After several years without an upgrade or major overhaul to the Mac Mini, it is now approaching relic status the PC world. Major computing manufacturers, especially those serving primarily enterprise and business environments, have to constantly evolve to keep up with consumers’ constantly evolving needs. HP understands this need to adapt and evolve, and as such is now targeting a market previously cornered by Apple’s tiny tasker. At just 2.3-inches x 8.5-inches, HP claims that the case of their new Z2 Mini is “90 percent smaller than a traditional business-class tower” while still packing enough workstation-class parts to make it twice as powerful as any mini Pc on the market (in its top configuration, at least). Even the stock configuration can run up to six displays at once, all from a box that can easily be held in one hand.
In addition to high-level computing, HP claims that “the octagon form of the Z2 Mini is the most uniquely designed workstation in HP’s 35 years of workstation history.” It certainly is convenient – the notion of mounting an entire workstation just behind your monitor is still no more than a wish list item for most. As far as specs go, HP appears to have designed the Z2 Mini to be as customizable as possible, offering a wide range of processing and price options. For the operating system, users can opt for either Windows 10 or Linux. Processing power spans an even wider range; base models can be equipped with Intel Core i3, i5, or i7 CPUs all the way up to Intel’s Xeon E3-1200v5 family, which is ideal for workstations and servers. Given that the Z2 Mini is geared specifically towards engineers and architects who rely on the superior processing and GPU needs of programs like Autodesk or Autocad, which dominate growing fields like CAD, 3D graphics, and design, it comes equipped with an HP Z Turbo Drive and up to 32GB of DDR4 RAM and 1.5TB of storage. Graphics are easily managed by NVIDIA’s M620 Quadro with 2GB of VRAM, yet another feature geared specifically towards design professionals.

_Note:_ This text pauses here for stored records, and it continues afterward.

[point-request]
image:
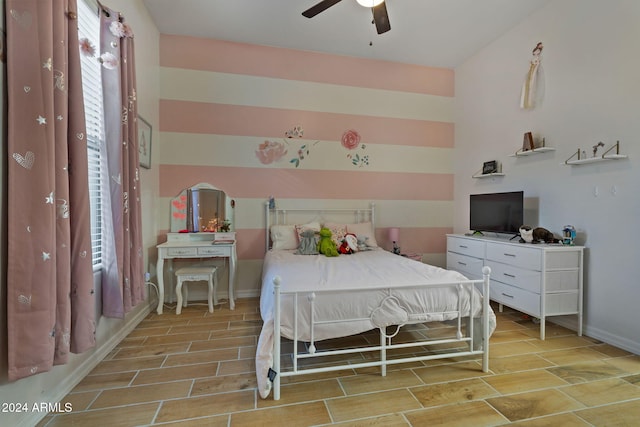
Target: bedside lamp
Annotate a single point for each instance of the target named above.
(394, 236)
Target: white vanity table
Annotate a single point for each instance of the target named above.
(196, 245)
(202, 221)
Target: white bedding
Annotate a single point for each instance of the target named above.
(364, 280)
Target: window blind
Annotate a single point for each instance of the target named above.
(89, 28)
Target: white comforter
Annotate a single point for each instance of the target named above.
(363, 281)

While the Z2 Mini is loaded with graphic computing power, it nonetheless does not meet NVIDIA’s “VR Ready” criteria, and HP did not design the workstation with VR in mind. The port selection further reinforces this idea. Included are three DisplayPorts, two USB 3.0 ports, and an Ethernet port, with the option to add up to two USB Type-C ports. Noticeably missing are an HDMI port and, more importantly, there is no Thunderbolt 3 slot, which limits drive options. A custom cooling system ensures that all that power tucked into such a tiny space stays running properly, and helps the Z2 Mini operate roughly 63 percent quieter than HP’s business-class mini PCs. As for price, the base model will start at $699 when it arrives to market in December. Users looking to spec-out to the top configuration can likely expect to pay about double that.